Le bleu est une couleur chaude
J’avais suivi l’aventure de cet album sur le blog de la jeune auteur Julie Maroh et c’est tout naturellement que je me suis jeté dessus à la librairie il y a quelques temps maintenant. Il faut dire que djou met les petits plats dans les grands, première édition chez Glénat, rien que ça !

Sur la forme, je suis fan évidemment, la bédé, Djou a ça dans les doigts et ça se voit ! Comme les auteurs de sa génération, elle se compose un style, mélange de la vieille école, du manga et du strip. Les plans se succèdent avec la facilité qu’on trouve chez les «grands», ils ont du flair chez Glénat !

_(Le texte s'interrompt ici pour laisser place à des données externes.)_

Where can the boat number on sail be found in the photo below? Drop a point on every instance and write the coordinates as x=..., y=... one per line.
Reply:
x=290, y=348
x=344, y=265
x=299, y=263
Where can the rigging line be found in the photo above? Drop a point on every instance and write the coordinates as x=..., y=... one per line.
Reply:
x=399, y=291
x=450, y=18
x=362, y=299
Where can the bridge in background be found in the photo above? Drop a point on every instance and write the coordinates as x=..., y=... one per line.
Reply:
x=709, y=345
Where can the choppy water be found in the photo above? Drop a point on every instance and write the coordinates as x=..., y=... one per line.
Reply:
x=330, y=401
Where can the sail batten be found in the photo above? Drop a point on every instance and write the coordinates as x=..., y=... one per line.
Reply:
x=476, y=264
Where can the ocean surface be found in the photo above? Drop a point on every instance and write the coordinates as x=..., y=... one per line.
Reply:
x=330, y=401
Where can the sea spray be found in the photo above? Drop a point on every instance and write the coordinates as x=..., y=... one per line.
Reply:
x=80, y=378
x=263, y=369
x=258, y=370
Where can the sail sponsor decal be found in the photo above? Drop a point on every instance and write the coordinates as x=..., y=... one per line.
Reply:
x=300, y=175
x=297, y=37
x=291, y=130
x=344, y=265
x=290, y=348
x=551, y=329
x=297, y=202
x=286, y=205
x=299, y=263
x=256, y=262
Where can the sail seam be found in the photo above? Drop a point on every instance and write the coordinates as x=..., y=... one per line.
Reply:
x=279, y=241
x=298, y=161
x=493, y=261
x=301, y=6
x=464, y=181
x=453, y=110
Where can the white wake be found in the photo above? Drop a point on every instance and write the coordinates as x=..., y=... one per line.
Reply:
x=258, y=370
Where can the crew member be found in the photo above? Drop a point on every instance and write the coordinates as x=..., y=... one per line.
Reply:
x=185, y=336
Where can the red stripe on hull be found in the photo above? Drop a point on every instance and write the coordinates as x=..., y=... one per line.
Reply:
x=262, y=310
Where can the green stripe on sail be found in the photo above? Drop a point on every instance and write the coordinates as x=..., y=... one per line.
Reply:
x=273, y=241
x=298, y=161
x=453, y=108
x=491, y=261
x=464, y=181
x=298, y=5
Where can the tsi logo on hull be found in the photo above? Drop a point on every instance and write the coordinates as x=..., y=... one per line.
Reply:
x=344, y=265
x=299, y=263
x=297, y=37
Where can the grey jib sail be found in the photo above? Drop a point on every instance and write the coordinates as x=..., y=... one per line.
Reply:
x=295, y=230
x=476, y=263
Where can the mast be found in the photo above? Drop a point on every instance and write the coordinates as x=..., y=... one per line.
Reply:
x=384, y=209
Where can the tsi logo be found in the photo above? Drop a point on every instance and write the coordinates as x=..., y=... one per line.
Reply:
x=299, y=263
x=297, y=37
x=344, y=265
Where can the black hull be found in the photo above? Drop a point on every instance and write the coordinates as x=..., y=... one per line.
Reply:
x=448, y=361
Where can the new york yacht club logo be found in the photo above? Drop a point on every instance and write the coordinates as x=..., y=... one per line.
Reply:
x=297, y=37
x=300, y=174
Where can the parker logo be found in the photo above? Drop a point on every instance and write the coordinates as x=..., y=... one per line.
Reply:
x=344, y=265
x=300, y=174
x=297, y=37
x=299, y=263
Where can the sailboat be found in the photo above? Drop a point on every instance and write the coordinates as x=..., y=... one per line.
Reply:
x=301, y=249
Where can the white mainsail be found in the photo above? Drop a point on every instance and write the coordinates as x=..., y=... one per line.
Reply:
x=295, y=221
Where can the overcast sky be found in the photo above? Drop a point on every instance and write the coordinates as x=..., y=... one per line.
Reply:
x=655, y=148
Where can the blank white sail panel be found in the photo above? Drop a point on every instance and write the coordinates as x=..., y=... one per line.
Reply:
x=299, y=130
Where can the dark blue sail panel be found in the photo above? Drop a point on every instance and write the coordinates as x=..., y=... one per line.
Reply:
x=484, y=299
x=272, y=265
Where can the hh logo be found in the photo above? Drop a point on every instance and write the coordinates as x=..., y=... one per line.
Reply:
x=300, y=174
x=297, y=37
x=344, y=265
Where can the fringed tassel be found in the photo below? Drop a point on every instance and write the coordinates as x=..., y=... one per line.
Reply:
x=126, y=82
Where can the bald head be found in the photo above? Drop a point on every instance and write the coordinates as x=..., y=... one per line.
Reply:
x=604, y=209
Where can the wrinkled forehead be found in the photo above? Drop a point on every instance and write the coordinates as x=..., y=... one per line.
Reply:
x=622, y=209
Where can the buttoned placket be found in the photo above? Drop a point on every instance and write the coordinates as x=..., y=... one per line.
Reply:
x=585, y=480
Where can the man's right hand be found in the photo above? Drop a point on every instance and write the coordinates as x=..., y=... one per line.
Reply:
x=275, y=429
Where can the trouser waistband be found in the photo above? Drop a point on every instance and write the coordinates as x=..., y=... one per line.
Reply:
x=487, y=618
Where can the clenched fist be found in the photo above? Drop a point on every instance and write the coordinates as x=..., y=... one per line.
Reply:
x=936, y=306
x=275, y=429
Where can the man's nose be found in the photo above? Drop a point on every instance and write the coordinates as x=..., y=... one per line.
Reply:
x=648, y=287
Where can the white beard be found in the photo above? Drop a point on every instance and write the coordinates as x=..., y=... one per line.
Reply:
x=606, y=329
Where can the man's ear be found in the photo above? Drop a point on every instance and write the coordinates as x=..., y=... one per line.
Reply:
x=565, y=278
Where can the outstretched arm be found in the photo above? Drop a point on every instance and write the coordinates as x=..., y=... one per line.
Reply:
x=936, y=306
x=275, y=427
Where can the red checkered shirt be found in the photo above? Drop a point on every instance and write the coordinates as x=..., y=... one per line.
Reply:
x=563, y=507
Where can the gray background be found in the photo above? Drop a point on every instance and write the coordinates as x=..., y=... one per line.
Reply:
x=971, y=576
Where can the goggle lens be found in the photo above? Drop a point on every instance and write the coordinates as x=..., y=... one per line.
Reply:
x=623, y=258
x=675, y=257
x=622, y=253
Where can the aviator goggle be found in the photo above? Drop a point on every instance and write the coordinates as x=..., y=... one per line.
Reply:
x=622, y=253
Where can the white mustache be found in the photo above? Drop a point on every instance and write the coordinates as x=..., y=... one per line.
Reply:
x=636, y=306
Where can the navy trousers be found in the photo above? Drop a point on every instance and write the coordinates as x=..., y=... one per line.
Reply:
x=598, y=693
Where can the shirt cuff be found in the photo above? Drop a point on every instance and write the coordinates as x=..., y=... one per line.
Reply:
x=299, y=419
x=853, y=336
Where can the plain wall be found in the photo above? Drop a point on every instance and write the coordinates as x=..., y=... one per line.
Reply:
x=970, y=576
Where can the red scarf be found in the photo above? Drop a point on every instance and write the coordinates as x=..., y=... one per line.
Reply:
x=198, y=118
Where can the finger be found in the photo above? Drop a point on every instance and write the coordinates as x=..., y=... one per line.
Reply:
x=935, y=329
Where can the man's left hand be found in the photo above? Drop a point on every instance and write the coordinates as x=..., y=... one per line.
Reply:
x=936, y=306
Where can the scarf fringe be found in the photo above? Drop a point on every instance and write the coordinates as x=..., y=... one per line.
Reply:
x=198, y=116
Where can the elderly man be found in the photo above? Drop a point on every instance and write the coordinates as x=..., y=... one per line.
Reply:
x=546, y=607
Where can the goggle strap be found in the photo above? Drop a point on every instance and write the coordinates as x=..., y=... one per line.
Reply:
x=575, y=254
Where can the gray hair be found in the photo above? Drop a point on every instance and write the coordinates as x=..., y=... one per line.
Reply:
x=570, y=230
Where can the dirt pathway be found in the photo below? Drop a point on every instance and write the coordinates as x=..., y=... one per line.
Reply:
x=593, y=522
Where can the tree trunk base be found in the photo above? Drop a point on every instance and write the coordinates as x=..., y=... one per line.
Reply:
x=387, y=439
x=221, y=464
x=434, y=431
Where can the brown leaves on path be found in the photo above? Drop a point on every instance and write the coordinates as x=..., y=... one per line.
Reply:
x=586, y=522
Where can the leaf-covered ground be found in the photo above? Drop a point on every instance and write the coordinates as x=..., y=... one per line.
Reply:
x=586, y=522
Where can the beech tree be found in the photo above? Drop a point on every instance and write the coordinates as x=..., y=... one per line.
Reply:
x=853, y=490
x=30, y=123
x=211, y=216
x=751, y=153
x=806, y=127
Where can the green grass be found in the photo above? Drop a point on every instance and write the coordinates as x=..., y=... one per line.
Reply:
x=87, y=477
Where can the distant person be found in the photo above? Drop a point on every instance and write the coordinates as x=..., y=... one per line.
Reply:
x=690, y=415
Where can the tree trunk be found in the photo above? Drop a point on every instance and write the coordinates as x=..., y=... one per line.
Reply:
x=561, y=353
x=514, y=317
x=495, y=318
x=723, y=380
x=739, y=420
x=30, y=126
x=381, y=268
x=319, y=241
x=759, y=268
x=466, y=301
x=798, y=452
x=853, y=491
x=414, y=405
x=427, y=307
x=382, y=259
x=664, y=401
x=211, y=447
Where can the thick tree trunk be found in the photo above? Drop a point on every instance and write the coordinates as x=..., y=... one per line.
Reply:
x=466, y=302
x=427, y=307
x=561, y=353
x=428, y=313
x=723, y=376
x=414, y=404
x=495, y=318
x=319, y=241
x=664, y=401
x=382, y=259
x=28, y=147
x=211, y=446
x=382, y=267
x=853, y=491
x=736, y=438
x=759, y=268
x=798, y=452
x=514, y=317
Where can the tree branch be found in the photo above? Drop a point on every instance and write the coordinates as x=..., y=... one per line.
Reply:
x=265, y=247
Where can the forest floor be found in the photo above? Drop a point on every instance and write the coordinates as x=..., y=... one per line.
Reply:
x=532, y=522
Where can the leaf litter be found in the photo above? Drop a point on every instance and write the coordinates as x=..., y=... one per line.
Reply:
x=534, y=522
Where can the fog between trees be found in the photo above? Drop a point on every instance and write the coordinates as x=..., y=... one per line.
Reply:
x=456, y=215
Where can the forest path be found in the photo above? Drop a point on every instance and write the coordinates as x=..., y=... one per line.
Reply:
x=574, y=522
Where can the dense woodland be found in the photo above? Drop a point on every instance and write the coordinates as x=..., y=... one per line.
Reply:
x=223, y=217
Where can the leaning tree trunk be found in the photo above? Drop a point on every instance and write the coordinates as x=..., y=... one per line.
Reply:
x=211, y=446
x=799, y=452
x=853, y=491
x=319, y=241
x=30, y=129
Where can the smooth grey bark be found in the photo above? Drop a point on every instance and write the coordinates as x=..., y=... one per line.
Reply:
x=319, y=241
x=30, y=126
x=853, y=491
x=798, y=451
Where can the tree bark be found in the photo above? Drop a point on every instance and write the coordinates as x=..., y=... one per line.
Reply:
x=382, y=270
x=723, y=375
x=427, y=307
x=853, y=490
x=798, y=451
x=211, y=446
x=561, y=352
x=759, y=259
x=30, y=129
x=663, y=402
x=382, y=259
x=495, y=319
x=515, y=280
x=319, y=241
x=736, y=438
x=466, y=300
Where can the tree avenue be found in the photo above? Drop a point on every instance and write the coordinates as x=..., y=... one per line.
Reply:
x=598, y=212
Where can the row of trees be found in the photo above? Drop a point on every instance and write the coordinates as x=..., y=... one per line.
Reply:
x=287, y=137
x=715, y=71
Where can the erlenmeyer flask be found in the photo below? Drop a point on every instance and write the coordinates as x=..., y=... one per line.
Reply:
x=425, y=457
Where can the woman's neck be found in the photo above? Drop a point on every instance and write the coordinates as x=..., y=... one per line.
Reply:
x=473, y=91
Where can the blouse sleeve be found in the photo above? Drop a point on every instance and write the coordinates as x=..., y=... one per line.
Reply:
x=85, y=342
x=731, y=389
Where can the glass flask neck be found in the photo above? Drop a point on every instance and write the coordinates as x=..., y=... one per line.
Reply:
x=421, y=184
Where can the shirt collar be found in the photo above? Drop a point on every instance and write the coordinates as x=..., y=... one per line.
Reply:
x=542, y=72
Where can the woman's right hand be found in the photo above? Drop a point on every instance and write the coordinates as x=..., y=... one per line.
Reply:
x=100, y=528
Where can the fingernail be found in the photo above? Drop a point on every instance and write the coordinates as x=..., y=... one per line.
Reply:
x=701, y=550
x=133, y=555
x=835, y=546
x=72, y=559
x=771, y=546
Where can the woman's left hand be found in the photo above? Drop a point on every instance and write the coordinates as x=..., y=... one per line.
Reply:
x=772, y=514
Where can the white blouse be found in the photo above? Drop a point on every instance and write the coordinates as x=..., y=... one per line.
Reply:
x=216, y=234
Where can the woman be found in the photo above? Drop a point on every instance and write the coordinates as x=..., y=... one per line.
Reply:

Comme d’habitude, cette technique ne serait rien si pas au service d’un scénario qui tienne la route. C’est une histoire d’amour que nous sert Julie, ça aurait pu être bateau, tarabiscoté pour être rendu pseudo intéressant et bien ce n’est rien de tout cela car nous sommes ici en présence d’un auteur qui a des trucs à dire. Cette histoire nous replonge dans les années du lycée et traite de l‘éveil du désir et de la sexualité. Sujet pas évident de prime abord et cela devient carrément ardu puisque la jeune «héroïne» se découvre homosexuelle.
Pas de cliché, pas de partisianisme de la part de l’auteur — qui ne cache pas son homosexualité — mais de la sensibilité et une bédé qui vaut le coup d‘être lue, relue et qui ne laisse pas indifférent.